House debates

Tuesday, 20 September 2011

Matters of Public Importance

3:47 pm

Photo of Chris BowenChris Bowen (McMahon, Australian Labor Party, Minister for Immigration and Citizenship) Share this | Hansard source

The opposition says that the Malaysian arrangement has not worked because people arrived after it was announced. It says, 'Oh look, almost 1,000 people have arrived after it was announced, and Nauru worked.' I make this point to the opposition: the Malaysian arrangement has not even been implemented. It has had an effect—the number of people arriving in Australia has fallen as people looked at the Malaysian arrangement—but if the opposition is going to judge because almost a thousand people have arrived then let us look at how many people arrived after Nauru was announced. In the same time period since the announcement of the Malaysia arrangement, 1,998 arrived. So if you are going to apply the test you apply it consistently.
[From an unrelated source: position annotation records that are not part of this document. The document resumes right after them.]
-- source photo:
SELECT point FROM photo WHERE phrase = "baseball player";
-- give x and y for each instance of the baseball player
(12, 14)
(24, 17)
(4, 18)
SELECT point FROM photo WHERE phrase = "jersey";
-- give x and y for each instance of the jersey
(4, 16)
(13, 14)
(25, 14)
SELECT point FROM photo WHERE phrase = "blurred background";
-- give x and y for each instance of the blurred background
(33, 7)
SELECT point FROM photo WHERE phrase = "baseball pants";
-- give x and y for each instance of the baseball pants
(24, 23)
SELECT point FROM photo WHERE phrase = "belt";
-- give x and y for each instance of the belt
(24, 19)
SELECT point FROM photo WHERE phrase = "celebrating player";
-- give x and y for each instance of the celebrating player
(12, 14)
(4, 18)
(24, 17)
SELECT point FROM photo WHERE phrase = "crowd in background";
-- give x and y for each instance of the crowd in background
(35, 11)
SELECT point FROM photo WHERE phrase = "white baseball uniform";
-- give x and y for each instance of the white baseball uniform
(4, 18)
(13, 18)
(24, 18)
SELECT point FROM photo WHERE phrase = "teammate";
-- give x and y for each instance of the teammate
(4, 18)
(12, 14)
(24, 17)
Let the member for Cook explain how Malaysia does not work because 974 people arrived but Nauru was a great success because 1,998 people arrived in the same period.

The opposition says: 'The Malaysia arrangement is too expensive. We couldn't possibly approve that because it costs almost $300 million over four years.' Most of that is the cost of resettlement of people in Australia. Then we have this furphy from the opposition that Nauru is somehow going to happen for free. No charge! I'll throw in a set of steak knives! The Nauru detention centre is not going to cost the Australian people anything! It is not in their costings. It was not in their costings before the election and it is not in their costings now. It is a $71 billion black hole because Nauru will cost $1 billion over four years just in operational costs. That does not include capital costs—I am not going to allocate those because it would be hard to assess. The opposition says the centre is ready to go, despite the fact that it has not been used in a long time and is now a school. It says it is all ready to go and wouldn't cost a cent. I do not think that is quite right, but even if we just use operational costs it is $1 billion a year.

The opposition then says: 'This deal with Malaysia has got a use-by date—it's only got 800 people. I wonder what you are going to do when you run out of the 800 spots.' My question to the opposition is this: what are you going to do when you run out of your 1,500 spots at the Nauru detention centre? You have the advice that this is not an effective deterrent.